MPs bid to delay fuel rise fails
An attempt by Labour to delay an increase in fuel duty, which was supported by politicians from Northern Ireland, has failed.
Using a motion in the House of Commons the Labour Party wanted to delay an increase in fuel duty of 3p a litre planned for January.
Their motion was defeated in Westminster by a government majority of 48 on Monday.
Labour had specifically wanted to delay the rise until at least April 2013.
The Shadow Secretary of State for Northern Ireland Vernon Coaker said: "It would be wrong to go ahead with another tax rise which would hit people hard when they are worried about family finances or the future of their business."
It was an argument which was supported by the DUP, who voted with Labour against the duty rise.
The party's deputy leader Nigel Dodds said the planned tax increase could cut economic growth.
He said Northern Ireland would be hit hard by the duty increase and he said fuel prices in Northern Ireland were "the highest in the UK".
The North Belfast MP also said it would be the vulnerable who would be "the hardest hit".'Difficult times'
He told the BBC his party "would continue to fight this increase". He said he was encouraged that the "pressure is beginning to get through to the Treasury".
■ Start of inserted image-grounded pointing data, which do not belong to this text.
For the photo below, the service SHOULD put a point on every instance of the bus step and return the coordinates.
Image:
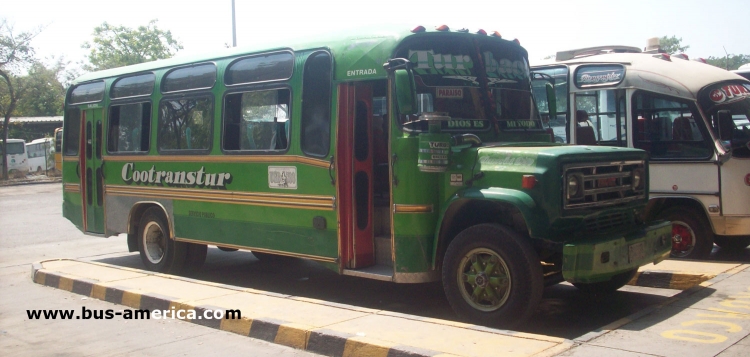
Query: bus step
(377, 272)
(383, 251)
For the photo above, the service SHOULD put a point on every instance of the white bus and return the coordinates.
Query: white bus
(692, 119)
(18, 163)
(41, 155)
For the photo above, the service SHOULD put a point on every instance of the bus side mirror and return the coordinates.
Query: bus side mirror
(405, 89)
(551, 100)
(726, 126)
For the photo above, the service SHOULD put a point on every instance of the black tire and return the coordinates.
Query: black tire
(517, 279)
(732, 243)
(196, 257)
(692, 237)
(609, 286)
(159, 252)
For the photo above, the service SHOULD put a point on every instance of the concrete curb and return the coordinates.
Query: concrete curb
(316, 340)
(668, 280)
(663, 277)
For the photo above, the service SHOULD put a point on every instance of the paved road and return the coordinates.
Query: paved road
(32, 229)
(37, 231)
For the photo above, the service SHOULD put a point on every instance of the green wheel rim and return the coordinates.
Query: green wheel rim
(484, 279)
(154, 242)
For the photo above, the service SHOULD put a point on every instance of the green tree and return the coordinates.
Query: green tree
(672, 45)
(15, 53)
(116, 46)
(43, 93)
(729, 62)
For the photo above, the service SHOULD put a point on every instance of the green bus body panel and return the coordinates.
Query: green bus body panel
(583, 262)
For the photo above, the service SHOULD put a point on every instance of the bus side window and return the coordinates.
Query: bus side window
(315, 137)
(72, 132)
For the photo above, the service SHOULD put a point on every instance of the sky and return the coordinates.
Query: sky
(543, 27)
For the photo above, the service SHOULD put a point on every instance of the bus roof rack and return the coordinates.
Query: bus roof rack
(590, 51)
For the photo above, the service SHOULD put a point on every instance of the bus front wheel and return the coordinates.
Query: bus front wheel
(492, 276)
(158, 251)
(692, 237)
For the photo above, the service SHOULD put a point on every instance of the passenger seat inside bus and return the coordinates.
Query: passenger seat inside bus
(584, 134)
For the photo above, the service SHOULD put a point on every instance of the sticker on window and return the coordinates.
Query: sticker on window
(450, 93)
(284, 177)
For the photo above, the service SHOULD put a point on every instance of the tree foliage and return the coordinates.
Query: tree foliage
(40, 92)
(116, 46)
(672, 45)
(729, 62)
(15, 53)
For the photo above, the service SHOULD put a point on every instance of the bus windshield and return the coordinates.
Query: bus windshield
(734, 97)
(477, 84)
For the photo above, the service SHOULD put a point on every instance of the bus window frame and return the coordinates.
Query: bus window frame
(181, 96)
(239, 59)
(164, 77)
(126, 101)
(698, 117)
(331, 103)
(114, 85)
(245, 88)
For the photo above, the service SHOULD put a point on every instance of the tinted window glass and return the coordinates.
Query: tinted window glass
(316, 105)
(669, 128)
(133, 86)
(185, 124)
(71, 132)
(86, 93)
(257, 120)
(129, 128)
(195, 77)
(261, 68)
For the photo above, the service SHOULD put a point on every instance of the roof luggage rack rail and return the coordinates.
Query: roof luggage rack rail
(590, 51)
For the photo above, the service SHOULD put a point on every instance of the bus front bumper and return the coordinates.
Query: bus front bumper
(600, 257)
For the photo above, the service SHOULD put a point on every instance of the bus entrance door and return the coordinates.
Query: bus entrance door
(91, 175)
(354, 163)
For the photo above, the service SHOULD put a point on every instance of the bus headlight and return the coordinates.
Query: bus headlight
(638, 179)
(575, 183)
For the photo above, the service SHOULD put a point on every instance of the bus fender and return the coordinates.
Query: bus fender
(513, 208)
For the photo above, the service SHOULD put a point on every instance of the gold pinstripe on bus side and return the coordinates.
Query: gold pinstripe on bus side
(235, 197)
(221, 159)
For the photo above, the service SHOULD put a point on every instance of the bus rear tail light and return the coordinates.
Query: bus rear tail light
(528, 181)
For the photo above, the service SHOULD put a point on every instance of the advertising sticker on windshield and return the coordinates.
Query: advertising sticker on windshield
(450, 93)
(588, 76)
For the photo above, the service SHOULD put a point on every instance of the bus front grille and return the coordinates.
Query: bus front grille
(603, 184)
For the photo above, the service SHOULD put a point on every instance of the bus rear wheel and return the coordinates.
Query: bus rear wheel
(158, 251)
(492, 276)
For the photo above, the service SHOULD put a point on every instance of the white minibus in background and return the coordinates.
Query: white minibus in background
(691, 117)
(18, 163)
(41, 155)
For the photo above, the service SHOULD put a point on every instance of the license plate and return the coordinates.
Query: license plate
(637, 252)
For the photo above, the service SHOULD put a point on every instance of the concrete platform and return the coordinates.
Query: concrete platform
(680, 274)
(307, 324)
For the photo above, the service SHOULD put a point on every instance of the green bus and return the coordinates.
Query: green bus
(404, 155)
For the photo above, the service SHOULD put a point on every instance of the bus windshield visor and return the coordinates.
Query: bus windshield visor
(734, 97)
(476, 84)
(15, 148)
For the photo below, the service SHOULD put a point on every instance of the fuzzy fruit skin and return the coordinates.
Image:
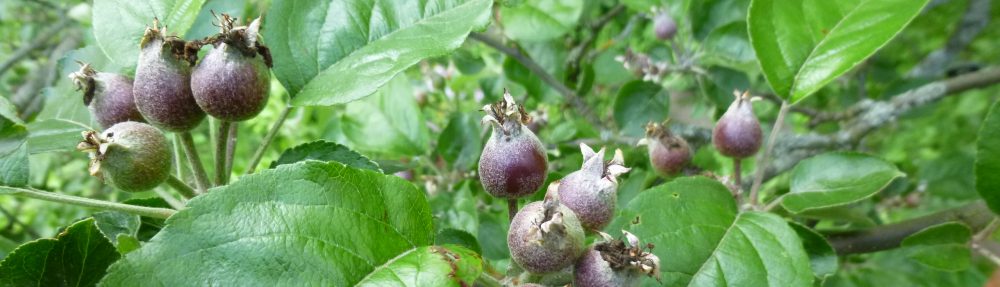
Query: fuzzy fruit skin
(665, 26)
(138, 158)
(669, 160)
(513, 166)
(591, 270)
(737, 134)
(229, 85)
(555, 251)
(113, 101)
(593, 204)
(162, 89)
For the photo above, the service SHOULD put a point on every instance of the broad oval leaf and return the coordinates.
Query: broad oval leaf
(78, 256)
(702, 240)
(120, 24)
(333, 52)
(803, 45)
(326, 151)
(944, 246)
(835, 179)
(988, 159)
(638, 103)
(308, 223)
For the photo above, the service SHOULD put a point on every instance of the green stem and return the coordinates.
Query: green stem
(200, 177)
(267, 140)
(181, 187)
(88, 202)
(221, 143)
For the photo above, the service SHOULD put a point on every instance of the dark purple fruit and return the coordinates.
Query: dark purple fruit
(668, 154)
(665, 26)
(162, 84)
(232, 81)
(591, 192)
(132, 156)
(737, 134)
(513, 163)
(545, 237)
(108, 96)
(616, 263)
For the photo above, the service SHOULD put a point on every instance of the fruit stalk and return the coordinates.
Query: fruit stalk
(200, 177)
(761, 165)
(87, 202)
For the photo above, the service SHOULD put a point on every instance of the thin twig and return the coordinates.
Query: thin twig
(221, 142)
(88, 202)
(200, 177)
(762, 160)
(267, 140)
(181, 187)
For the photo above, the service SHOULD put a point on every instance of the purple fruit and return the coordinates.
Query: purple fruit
(615, 263)
(668, 154)
(737, 133)
(513, 163)
(232, 81)
(545, 237)
(108, 96)
(591, 192)
(162, 84)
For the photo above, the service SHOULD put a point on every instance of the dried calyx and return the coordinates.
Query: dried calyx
(591, 192)
(668, 153)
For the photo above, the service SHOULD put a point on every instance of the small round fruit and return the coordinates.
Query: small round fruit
(668, 154)
(737, 133)
(108, 96)
(513, 163)
(132, 156)
(592, 191)
(665, 26)
(162, 85)
(615, 263)
(545, 237)
(232, 81)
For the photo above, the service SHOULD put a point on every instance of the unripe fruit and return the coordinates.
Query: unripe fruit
(591, 192)
(162, 84)
(108, 96)
(513, 163)
(665, 26)
(616, 263)
(132, 156)
(545, 236)
(668, 154)
(232, 81)
(737, 134)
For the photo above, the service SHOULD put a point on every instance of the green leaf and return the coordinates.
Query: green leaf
(78, 256)
(326, 223)
(822, 257)
(326, 151)
(541, 20)
(702, 240)
(459, 143)
(639, 102)
(388, 123)
(428, 266)
(54, 135)
(120, 24)
(835, 179)
(803, 45)
(988, 159)
(333, 52)
(943, 246)
(13, 150)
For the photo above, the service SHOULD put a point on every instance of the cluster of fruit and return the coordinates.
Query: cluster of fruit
(172, 91)
(549, 235)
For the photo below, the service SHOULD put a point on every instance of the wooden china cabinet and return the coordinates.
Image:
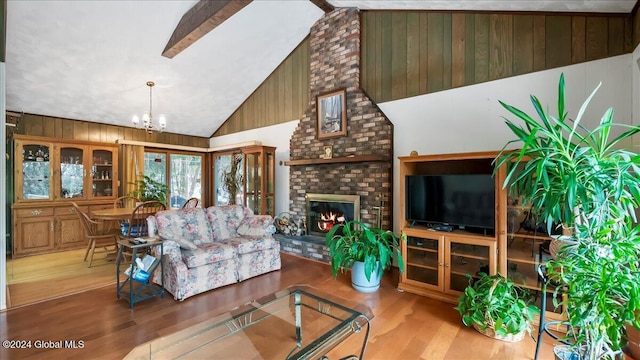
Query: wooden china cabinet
(49, 175)
(259, 179)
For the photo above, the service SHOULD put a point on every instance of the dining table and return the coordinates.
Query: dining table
(113, 214)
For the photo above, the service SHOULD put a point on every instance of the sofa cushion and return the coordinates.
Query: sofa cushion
(225, 220)
(207, 254)
(189, 224)
(245, 245)
(255, 225)
(182, 242)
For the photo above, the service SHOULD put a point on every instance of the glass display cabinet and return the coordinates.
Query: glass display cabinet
(48, 175)
(72, 172)
(222, 167)
(259, 179)
(34, 172)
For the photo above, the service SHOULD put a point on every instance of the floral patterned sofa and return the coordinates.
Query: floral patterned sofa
(220, 245)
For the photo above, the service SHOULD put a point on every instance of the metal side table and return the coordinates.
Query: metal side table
(137, 289)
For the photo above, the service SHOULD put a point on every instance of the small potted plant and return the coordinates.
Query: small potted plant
(497, 307)
(148, 189)
(366, 251)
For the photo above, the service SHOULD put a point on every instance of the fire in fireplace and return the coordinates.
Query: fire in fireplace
(324, 211)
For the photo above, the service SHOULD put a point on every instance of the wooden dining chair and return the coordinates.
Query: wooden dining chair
(100, 236)
(138, 219)
(190, 203)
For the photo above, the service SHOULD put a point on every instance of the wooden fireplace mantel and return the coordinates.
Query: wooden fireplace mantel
(337, 160)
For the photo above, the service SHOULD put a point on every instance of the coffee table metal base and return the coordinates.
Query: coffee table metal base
(299, 322)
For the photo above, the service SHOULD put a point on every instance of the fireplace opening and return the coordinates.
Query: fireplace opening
(324, 211)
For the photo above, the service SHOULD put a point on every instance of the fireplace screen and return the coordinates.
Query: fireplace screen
(324, 211)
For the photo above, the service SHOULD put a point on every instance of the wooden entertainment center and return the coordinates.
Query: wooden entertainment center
(437, 262)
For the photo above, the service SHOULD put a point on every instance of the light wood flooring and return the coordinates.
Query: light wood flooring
(37, 278)
(405, 326)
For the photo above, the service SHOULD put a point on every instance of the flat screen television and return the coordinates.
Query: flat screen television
(460, 200)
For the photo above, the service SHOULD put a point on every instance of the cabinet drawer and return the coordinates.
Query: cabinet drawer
(93, 208)
(416, 242)
(69, 210)
(33, 212)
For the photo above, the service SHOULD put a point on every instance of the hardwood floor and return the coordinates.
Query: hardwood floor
(405, 326)
(43, 277)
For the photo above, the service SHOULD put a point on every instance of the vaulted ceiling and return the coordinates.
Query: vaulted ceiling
(90, 60)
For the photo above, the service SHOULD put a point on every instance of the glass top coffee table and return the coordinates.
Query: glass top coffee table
(299, 322)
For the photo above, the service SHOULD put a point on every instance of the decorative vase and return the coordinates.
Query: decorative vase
(566, 352)
(359, 280)
(490, 332)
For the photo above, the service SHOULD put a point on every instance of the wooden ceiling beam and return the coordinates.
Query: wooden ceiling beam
(323, 5)
(203, 17)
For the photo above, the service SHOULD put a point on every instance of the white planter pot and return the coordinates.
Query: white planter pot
(359, 280)
(559, 242)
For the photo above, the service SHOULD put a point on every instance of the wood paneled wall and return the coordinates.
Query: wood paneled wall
(282, 97)
(409, 53)
(38, 125)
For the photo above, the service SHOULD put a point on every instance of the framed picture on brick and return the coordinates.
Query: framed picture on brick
(332, 114)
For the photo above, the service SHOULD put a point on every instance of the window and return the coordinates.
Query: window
(184, 171)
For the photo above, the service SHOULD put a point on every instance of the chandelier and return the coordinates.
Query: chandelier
(147, 118)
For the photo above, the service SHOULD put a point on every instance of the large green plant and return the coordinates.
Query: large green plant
(496, 302)
(148, 189)
(355, 241)
(572, 173)
(586, 180)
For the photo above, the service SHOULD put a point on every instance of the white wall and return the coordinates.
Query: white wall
(278, 136)
(470, 119)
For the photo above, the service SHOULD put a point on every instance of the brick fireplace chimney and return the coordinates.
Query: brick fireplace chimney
(334, 46)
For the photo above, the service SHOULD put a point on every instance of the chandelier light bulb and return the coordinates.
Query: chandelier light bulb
(162, 121)
(147, 117)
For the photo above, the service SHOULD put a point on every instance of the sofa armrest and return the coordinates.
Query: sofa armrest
(256, 225)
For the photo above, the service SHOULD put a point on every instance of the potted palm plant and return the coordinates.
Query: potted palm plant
(147, 189)
(586, 180)
(366, 251)
(497, 307)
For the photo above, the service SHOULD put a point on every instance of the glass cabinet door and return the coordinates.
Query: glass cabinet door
(33, 171)
(102, 173)
(72, 172)
(224, 173)
(252, 182)
(269, 195)
(423, 262)
(468, 257)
The SDLP's three MPs voted with Labour against the planned increase.
The South Down MP Margaret Ritchie told the BBC that her party wanted a freeze on duty.
She was particularly concerned about people in rural areas who have to rely heavily on travelling by car.
She wanted a freeze because she claimed: "It would help hard pressed families at a time when they are facing difficult economic times."
The North Down MP Lady Hermon voted to oppose the rise in duty.
Speaking to the BBC she said that she was "really weary listening to the government telling us how much they are doing to help families".
She said if the government were listening they would have "announced the 3p cut in fuel duty tonight".
The independent MP also added that she thought the coalition government "didn't appear to care".
The duty increase was originally to be introduced last August, but in June the Chancellor George Osborne announced he was postponing it for five months, saying it was being funded by what he called "larger-than-forecast savings in departmental budgets".
The Treasury said fuel was currently 10p cheaper than it would have been if the earlier increases in duty had not been postponed.